If I think of my small personal experience, the Fraternity of Saint Charles has been important because of the way many priests were close to my family in the attention they gave us. They have been companions for me, showing me the way to the Lord. Is this the core of your mission?
We are called to live–with the people who are entrusted to us–that which we humbly seek to live in our own houses. We do not want to live anything other than Christianity in its simplicity: a communion, founded on the desire to follow Christ. And this is what we propose to people. I am answering these questions in Taipei. Here we have a very small parish, a community of 80 people. In these days here, it has truly felt like family. This courtyard among the big buildings is a place where people meet to cry and to laugh, to celebrate the happy passages of their lives, to be educated. And here they find priests with whom they can be friends. Familial relationships, care for people one by one: I think this is the future of the mission of the Church, offering places where people can experience affection that becomes a vehicle of faith, of judgment on their life, helping them to reach certainty that life is saved.

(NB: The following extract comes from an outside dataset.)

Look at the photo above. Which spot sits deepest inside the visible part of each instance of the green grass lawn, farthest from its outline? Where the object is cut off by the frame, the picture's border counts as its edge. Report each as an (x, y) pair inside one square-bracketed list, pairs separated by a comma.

From the point of view of the–let's call it–sociological history of the Church, we could say that through many of your priests, the old "choice" between movements and parishes has been naturally eliminated.
The attention to the individual to which we have been educated makes many rigid frameworks collapse. For us, the parish is always a help. Why? Because being rooted in a place is essential for the person, particularly for people today, so alone and so entangled in virtual environments, where relationships are often equally virtual and illusory. It is important that there be real places, which a family can reach by public transport or on foot, in their own part of town.

What can you tell us about the women's branch of the Fraternity? In Rome we are getting used to seeing their presence alongside yours...
There are 18 sisters. They are very joyful and are maturing rapidly. They have just opened a house in Nairobi and have begun to accompany Fr. Massimo in Reggio Emilia. They are a permanent reminder for us of what the Pope said in his final Angelus: the primacy of prayer that saves our passion for the human person from the disease of activism. I feel their presence as a great gift for the Fraternity, and am convinced that in the shared journey ahead they will teach us many more things; they will show us more deeply the face that God has envisaged for us.